# **Anomaly Detection in Time Series Data using Ensemble Models**

This notebook demonstrates how to build and evaluate individual anomaly detection models and then create an ensemble of these models for improved performance.

## **Table of Contents**

1. [Data Preparation](#data-preparation)
2. [Build and Evaluate Individual Models](#individual-models)
   - [Matrix Profile](#matrix-profile)
   - [Isolation Forest](#isolation-forest)
   - [Autoencoder](#autoencoder)
   - [Convolutional Neural Network (CNN)](#cnn)
3. [Build and Evaluate Ensemble Model](#ensemble-model)
4. [Analyze Results](#analyze-results)
5. [Optimize Models and Ensemble](#optimize-models)
6. [Conclusion](#conclusion)


In [1]:
import joblib
import numpy as np
import pandas as pd
import matplotlib.pyplot as plt
from sklearn.preprocessing import StandardScaler
from sklearn.ensemble import IsolationForest
from sklearn.svm import OneClassSVM
from tensorflow.keras.models import load_model
import keras

# Ignore warnings
import warnings
warnings.filterwarnings('ignore')

from commons import create_sequences, load_data, add_advanced_time_features, add_lag_features, filter_and_save_data, scale_data, scale_selected_columns, preprocess_train_data, preprocess_eval_data, plot_anomalies
from commons import timesteps, data_file_path, time_column, target_column, train_data_split, train_data_path, eval_data_path, anomaly_trashold   # Variables which are shared across the application

ImportError: cannot import name 'preprocess_train_data' from 'commons' (C:\Users\b50578\OneDrive - FH CAMPUS 02\Documents\PhD\ProjectsSandbox\Ensemble\commons.py)

In [None]:
def plot_reconstruction_error(data, time_column, reconstruction_error, threshold, title="Reconstruction Error with Anomalies"):
    """
    Plots the reconstruction error over time and highlights points exceeding the anomaly threshold.
    
    Parameters:
    - data: pd.DataFrame containing the dataset
    - time_column: str, name of the time column
    - reconstruction_error: np.array, reconstruction error values
    - threshold: float, anomaly threshold
    - title: str, plot title
    """
    
    fig, ax = plt.subplots(figsize=(14, 6))

    # Plot the reconstruction error over time
    ax.plot(data[time_column], reconstruction_error, label='Reconstruction Error', color='blue')

    # Highlight anomalies (points where reconstruction error exceeds the threshold)
    anomalies = data[reconstruction_error > threshold]
    ax.scatter(anomalies[time_column], reconstruction_error[reconstruction_error > threshold], 
               color='red', label='Anomalies', marker='x')

    # Add threshold line
    ax.axhline(y=threshold, color='r', linestyle='--', label='Threshold')

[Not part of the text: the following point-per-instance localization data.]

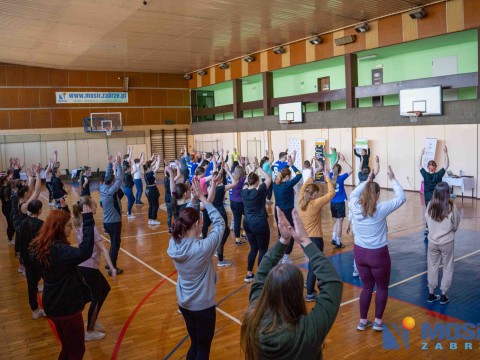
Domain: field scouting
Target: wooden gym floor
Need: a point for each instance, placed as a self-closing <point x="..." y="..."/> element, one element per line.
<point x="140" y="314"/>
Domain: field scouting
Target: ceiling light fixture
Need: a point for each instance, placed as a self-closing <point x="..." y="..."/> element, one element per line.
<point x="363" y="27"/>
<point x="417" y="13"/>
<point x="315" y="40"/>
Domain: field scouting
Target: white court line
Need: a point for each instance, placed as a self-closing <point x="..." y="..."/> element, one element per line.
<point x="413" y="277"/>
<point x="173" y="282"/>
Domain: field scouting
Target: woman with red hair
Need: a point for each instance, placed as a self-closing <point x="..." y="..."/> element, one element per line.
<point x="65" y="292"/>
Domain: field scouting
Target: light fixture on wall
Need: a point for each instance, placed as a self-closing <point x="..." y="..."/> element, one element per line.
<point x="315" y="40"/>
<point x="363" y="27"/>
<point x="345" y="40"/>
<point x="417" y="13"/>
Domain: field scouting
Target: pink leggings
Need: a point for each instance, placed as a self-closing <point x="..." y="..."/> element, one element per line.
<point x="374" y="269"/>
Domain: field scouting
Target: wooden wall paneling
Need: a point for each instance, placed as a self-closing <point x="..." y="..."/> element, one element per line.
<point x="435" y="23"/>
<point x="40" y="119"/>
<point x="236" y="68"/>
<point x="409" y="28"/>
<point x="97" y="78"/>
<point x="8" y="98"/>
<point x="298" y="52"/>
<point x="219" y="74"/>
<point x="371" y="37"/>
<point x="4" y="120"/>
<point x="152" y="116"/>
<point x="274" y="60"/>
<point x="60" y="118"/>
<point x="28" y="97"/>
<point x="471" y="14"/>
<point x="390" y="30"/>
<point x="338" y="50"/>
<point x="263" y="58"/>
<point x="57" y="77"/>
<point x="20" y="119"/>
<point x="37" y="76"/>
<point x="16" y="75"/>
<point x="150" y="79"/>
<point x="455" y="16"/>
<point x="77" y="78"/>
<point x="168" y="114"/>
<point x="359" y="44"/>
<point x="77" y="115"/>
<point x="134" y="117"/>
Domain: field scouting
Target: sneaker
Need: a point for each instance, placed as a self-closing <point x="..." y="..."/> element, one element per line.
<point x="444" y="299"/>
<point x="377" y="326"/>
<point x="362" y="327"/>
<point x="37" y="314"/>
<point x="224" y="263"/>
<point x="286" y="259"/>
<point x="94" y="335"/>
<point x="249" y="278"/>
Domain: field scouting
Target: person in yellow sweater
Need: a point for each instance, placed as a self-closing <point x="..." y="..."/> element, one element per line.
<point x="310" y="203"/>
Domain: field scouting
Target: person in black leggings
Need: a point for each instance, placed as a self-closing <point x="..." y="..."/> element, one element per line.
<point x="153" y="195"/>
<point x="256" y="226"/>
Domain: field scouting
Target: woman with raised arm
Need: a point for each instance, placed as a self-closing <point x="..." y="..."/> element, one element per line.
<point x="256" y="226"/>
<point x="196" y="284"/>
<point x="151" y="190"/>
<point x="371" y="244"/>
<point x="65" y="292"/>
<point x="310" y="204"/>
<point x="90" y="269"/>
<point x="443" y="219"/>
<point x="137" y="177"/>
<point x="283" y="189"/>
<point x="276" y="324"/>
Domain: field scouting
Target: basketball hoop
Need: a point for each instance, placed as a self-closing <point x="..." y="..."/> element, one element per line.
<point x="414" y="115"/>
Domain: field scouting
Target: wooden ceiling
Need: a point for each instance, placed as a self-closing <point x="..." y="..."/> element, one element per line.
<point x="169" y="36"/>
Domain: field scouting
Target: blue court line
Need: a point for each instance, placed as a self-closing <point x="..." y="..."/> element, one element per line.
<point x="408" y="254"/>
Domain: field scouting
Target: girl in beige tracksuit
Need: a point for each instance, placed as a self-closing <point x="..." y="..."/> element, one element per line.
<point x="443" y="219"/>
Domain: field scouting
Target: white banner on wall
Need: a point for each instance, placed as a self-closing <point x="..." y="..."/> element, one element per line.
<point x="90" y="97"/>
<point x="430" y="149"/>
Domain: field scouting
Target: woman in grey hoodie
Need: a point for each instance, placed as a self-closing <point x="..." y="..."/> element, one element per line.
<point x="192" y="256"/>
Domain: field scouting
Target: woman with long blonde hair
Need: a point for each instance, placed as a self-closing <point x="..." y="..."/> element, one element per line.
<point x="371" y="244"/>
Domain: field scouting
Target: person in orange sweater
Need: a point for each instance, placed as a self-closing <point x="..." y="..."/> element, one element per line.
<point x="311" y="203"/>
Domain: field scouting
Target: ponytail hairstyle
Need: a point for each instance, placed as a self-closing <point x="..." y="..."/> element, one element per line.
<point x="440" y="205"/>
<point x="34" y="207"/>
<point x="52" y="231"/>
<point x="309" y="195"/>
<point x="178" y="193"/>
<point x="282" y="174"/>
<point x="252" y="179"/>
<point x="186" y="219"/>
<point x="77" y="210"/>
<point x="368" y="200"/>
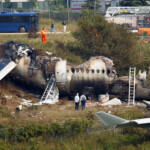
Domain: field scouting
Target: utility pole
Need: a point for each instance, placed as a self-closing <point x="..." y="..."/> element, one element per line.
<point x="2" y="5"/>
<point x="94" y="7"/>
<point x="68" y="9"/>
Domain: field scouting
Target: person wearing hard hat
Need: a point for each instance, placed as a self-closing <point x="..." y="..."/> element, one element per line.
<point x="43" y="36"/>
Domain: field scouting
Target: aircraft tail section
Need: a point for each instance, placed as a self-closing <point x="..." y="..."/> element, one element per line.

    # Add title and labels
    ax.set_title(title)
    ax.set_xlabel('Time')
    ax.set_ylabel('Reconstruction Error')
    plt.legend()
    plt.grid(True)
    plt.show()

def plot_combined_anomalies_only(data, time_column, value_column, predictions, title="Anomalies Detected"):
    """
    Plots the data with anomalies highlighted.
    
    Parameters:
    - data: pd.DataFrame containing the dataset
    - time_column: str, name of the time column
    - value_column: str, name of the value column (e.g., power output)
    - predictions: np.array, combined predictions from both models (1 for normal, -1 for anomaly)
    - title: str, plot title
    """
    
    fig, ax = plt.subplots(figsize=(14, 6))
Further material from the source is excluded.